The Bandwidth Problem. “With your phone, you can answer any question, video conference with anyone anywhere … The only constraint is input/output,” said Elon Musk, co-founder of Neuralink, a startup exploring the possibility of a direct Machine/Brain Interface (MBI). “On a phone, you have two thumbs tapping away - we have a bandwidth problem.”

While it may not be as instantaneous as a hardwired “MBI”, products with a voice-based UI are simply a generation ahead of products with traditional, touch interfaces.

The Translation Problem.  In many ways, machines have an ‘interface language’ all their own. We learn their peculiarities and over time are able to fluently do what we want in that language - to the point where, in many cases, this ‘language’ even becomes standardized. For example, if your were handed an unfamiliar TV-remote, how long would it take you to figure out how to “turn it up”? (I’ll put the over-under at 2 seconds.) 

The flip-side to this though, is that users are asked to learn a new language if you’re selling a product that’s unique, has high complexity, or is broadly capable. To use these devices, they have to figure out how to translate their intent into a series of device interactions.

Here again, largely thanks to innovations in AI & ML powered speech-to-intent engines, voice-based interfaces allow us completely side-step this translation problem. “Hey microwave, reheat this medium bowl of spaghetti.”

Social Shifts. Wondering what time the game’s on? Just ask! Ready to resume that series on Netflix? Just say the word! Notice something while making dinner? “Add garlic powder to the shopping list”. The convenience of voice is permeating our modern lives.

Many technologies are brought to market but never find purchase in society. Some, like Google Glass (2014) or GM’s EV1 electric vehicle (1996), are perhaps ahead of their time - while others, like the Segway, are more a solution in need of a problem. Unlike these, it’s safe to say that voice is here to stay.

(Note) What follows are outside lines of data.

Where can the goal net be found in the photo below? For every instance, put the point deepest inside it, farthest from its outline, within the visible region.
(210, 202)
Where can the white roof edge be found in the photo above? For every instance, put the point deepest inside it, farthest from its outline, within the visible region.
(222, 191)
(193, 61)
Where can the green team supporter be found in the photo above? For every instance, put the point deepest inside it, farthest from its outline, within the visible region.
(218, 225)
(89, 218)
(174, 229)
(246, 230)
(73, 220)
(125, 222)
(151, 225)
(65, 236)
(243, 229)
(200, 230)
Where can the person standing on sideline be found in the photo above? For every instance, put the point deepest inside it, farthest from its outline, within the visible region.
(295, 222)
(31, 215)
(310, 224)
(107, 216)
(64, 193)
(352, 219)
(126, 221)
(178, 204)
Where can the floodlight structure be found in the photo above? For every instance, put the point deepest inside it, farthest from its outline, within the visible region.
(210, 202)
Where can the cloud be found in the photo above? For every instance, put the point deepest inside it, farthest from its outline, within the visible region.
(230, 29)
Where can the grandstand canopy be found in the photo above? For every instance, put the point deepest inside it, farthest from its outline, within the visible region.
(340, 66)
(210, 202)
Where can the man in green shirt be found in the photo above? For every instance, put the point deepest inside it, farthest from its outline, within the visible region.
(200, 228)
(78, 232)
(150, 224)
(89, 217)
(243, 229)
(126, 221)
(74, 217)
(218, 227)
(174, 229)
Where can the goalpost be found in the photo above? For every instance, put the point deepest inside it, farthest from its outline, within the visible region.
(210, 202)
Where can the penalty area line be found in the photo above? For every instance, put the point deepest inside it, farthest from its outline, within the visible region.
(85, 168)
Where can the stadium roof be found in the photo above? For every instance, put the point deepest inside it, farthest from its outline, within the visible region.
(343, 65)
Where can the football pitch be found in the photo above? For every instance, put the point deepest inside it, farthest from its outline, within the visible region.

Speech recognition is now reaching the ‘plateau of productivity’ on the ‘hype cycle’, where voice-based services are now fully integrating into modern life. Beyond the obvious functional benefits, the act of talking to a device has also become an expected, socially normal thing to do.
 

Presumably, if you’re reading this article, you know that next-gen products will need voice control. It’s probably also obvious that it’s a bad idea to release a product with a BAD voice interface. (Nobody wants “this stupid thing” associated with their brand!) Unfortunately, despite the proliferating number of voice-enabled products, delivering a quality voice experience may be harder than you’d expect.
 
Challenges of Building Voice-Enabled Products
Unlike some new product features, adding a voice interface requires product architects to make a number of highly-impactful, interconnected design decisions. Development teams don’t have it easy either, as integrating microphones in a product introduces another layer of complexity. 

Challenge #1: Yet another area of domain-expertise is needed: Acoustics
With most consumer electronics, there’s a fairly standard set of skills that are brought to bear to develop a product:
  • Electrical (component selection, circuit board design, power/battery systems, etc)
  • Mechanical (internal chassis, materials, general architecture, etc)
  • Industrial Design (external materials, look & feel, product packaging, etc)
  • Software (drivers, connectivity, application code, software update, etc)

If you want to add a useful voice-interface to that product, you still have to get all that right - but now every one of those areas also needs accommodate another set of requirements: Acoustics. To make matters worse, microphone acoustics are considerably less forgiving than what you can get away with on the playback side!

For example, your Bluetooth speaker is unlikely to loose any Amazon stars if there’s a little harmonic distortion around 600Hz - nobody will even hear it! On the other hand, in the world of high performance machine-hearing, even imperceptible problems like this can have costly impacts on performance & perceived quality.
 
Every dB of noise-rejection expands the area where a high-quality Voice User Experience is available.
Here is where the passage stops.